Lem was as strong on substance as he was on style. He had been one of my first supervisors when I’d arrived in the office as a rookie prosecutor, before he left for a lucrative partnership in the litigation department of a midtown law firm.
Lemuel Howell III had the eloquence of the great black preachers, the brain and wit of a superb trial lawyer, and the looks of a leading man in a 1940s noir film-his wavy hair pomaded into place, straight back without a part. By the end of voir dire-in this matter a four-day exercise weeding through 182 prospective jurors-he had most of them ready to eat out of his hand before they’d heard the first prosecution witness.
He opened the brass locks on the briefcase and placed a sheaf of papers on his desk before removing a thick, gold fountain pen from his breast pocket. Then he smoothed the front of his beige suit.
“And you, Michael Patrick? You’ve detected, deduced, and done Alexandra’s bidding for the better part of a year, and still no perpetrator?”
“If only your client would loosen up and let me know who he paid to do the kill, maybe I could twist Coop’s arm to cut him a deal.”
“He can’t tell you what he doesn’t know, can he?”
“Save that line of bull for the jury.” Mike slapped Lem on the back as Artie Tramm returned with the water pitcher and told us that he was ready to open the doors. “And go easy on her, Mr. Triplicate, you know how Coop hates to lose.”
Triplicate was what the courthouse reporters called Lem Howell, not for the Roman numeral III in his name, but for his habit of phrasing his descriptions in threesomes. Yesterday, in his opening remarks, Amanda’s death was “admittedly savage, barbaric, and the cowardly work of a dangerous madman”; his client was “innocent, falsely accused, and horribly distraught by his wife’s untimely demise”; and the People’s case was “dreadfully flimsy, paper-thin, a gossamer web of fabrications.”
“Both sides ready?” Artie Tramm asked.
I nodded while Lem gave him a firm “Yes, sir.”
Tramm opened the door on the far side of the judge’s bench, which led to the small barred holding pen to which Brendan Quillian had been delivered earlier this morning from his cell in the Tombs. I watched as one of the officers removed Quillian’s handcuffs and walked behind him into the courtroom, to place him next to Howell so jurors would not know he had been incarcerated pending trial.
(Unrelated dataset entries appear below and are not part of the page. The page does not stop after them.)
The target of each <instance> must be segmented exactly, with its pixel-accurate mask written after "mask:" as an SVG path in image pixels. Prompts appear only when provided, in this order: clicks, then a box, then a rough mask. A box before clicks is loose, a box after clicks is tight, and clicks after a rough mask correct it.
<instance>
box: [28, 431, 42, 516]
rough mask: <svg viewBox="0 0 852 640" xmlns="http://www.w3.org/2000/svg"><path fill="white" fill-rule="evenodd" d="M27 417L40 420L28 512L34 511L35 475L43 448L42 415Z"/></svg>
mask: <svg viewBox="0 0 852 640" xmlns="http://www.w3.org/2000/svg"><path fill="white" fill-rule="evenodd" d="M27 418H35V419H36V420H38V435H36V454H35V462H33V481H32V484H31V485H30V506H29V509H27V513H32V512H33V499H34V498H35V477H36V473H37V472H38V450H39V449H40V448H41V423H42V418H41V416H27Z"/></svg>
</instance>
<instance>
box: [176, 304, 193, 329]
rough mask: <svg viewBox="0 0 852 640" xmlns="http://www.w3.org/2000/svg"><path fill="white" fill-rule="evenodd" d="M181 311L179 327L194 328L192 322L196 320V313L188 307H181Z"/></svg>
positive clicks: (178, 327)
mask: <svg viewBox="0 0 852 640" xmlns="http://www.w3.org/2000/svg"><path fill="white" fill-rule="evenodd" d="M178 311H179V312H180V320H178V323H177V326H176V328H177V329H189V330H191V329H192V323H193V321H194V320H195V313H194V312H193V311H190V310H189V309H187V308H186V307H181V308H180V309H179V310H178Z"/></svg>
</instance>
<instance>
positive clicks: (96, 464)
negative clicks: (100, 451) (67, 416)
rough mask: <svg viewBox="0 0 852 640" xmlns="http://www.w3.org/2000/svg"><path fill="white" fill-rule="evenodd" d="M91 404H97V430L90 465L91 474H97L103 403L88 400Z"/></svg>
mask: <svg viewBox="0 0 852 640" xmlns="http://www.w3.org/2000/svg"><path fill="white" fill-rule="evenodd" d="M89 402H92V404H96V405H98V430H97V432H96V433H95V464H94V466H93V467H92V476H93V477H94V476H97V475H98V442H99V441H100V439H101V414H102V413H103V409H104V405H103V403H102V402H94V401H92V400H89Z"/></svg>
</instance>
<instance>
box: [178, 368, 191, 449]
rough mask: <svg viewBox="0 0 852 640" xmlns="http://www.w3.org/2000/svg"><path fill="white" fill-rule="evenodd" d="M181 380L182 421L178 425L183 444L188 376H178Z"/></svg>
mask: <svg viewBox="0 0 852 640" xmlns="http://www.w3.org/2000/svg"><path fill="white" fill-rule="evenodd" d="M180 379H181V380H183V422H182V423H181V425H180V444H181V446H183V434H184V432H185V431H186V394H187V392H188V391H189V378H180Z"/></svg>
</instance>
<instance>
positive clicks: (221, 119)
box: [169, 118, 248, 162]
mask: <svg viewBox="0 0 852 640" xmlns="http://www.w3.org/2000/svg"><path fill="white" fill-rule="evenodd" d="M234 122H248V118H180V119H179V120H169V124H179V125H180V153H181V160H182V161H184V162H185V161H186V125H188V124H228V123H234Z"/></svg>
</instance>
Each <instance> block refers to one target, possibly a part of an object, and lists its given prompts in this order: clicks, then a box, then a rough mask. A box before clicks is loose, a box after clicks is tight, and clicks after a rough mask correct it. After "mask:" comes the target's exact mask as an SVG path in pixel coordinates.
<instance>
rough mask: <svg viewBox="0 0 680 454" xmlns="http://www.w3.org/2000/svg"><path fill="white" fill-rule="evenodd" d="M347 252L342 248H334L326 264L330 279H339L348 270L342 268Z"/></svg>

The defendant was dressed in one of his elegant Brioni suits, probably for the first time since the day of his arrest. He was as tall as Mike Chapman but with a beefier build, and his brown hair was showing streaks of gray, despite the fact that he had just turned thirty-five. He fixed on me with an icy look as he crossed behind his table, a glare made all the more sinister by the cast of his right eye. Brendan Quillian had been blinded in that eye by a childhood accident, and I swiveled away from its glassy, dead stare as he squinted at me.
“Smart move,” Mike whispered, oblivious to the quick exchange. “Howell’s the perfect lawyer for this case.”
Quillian and Howell were animatedly talking to each other.
“He’s the perfect lawyer for any case.”
“Your middle-class white jurors won’t want to think Quillian did it-don’t understand domestic violence when it happens outside the ghetto. Your upper-class white women will think he’s too handsome to be guilty, and your upper-class white men-”
“When’s the last time you saw an upper-class white man on a Manhattan jury?” I asked. “They use every excuse in the book to avoid service.”